The name says it all. In the late 1800s in Chicago, Dr. H.H. Holmes, born Herman Mudgett, built and operated a hotel that later would be dubbed the "murder castle" by law enforcement agents. Holmes was a lifelong cheat, swindler and fraud artist -- in medical school he took out insurance claims on cadavers and mangled the corpses to look like they were accident victims. Shortly before the 1893 World's Fair in Chicago, Holmes built a 60-room hotel in the Chicago suburb of Englewood. Holmes was the architect, and the hotel housed many bizarre features -- doors that led to nothing, rooms without windows, trapdoors and hidden passageways.
When Holmes opened the hotel up for business, guests got more than they bargained for. For four years, Holmes held various guests prisoner, torturing and killing them. He is known as America's first serial killer, admitting to 28 murders, though it's believed that he was responsible for many more. Some rooms were sealed shut and used as gas asphyxiation chambers, others were lined with iron plates and had blowtorches built into the walls to burn his victims. The prison rooms had rudimentary alarm buzzers to alert him if anyone tried to escape.
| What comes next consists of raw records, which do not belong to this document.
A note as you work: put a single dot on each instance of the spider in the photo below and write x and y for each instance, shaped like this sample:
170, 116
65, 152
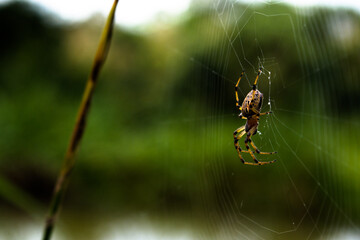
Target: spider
250, 110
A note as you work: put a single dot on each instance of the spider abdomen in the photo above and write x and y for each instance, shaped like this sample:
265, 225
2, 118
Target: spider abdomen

The basement of the dwelling reads like a horror movie. Investigators found a surgical table in a room spattered with blood. There were jars of poison and boxes of bones. Holmes had his own crematorium, vats of acid and two lime pits that could dissolve a body in a matter of hours. Chutes from the prison rooms slid bodies directly to the basement.
In a stroke of luck, Holmes was arrested eventually for an insurance fraud scheme. The murders were revealed when police conducted a search of the castle. He was hung for his crimes but never showed any remorse. He claimed to be possessed by the devil. The building was burned to the ground shortly thereafter and eventually became a post office in the 1930s.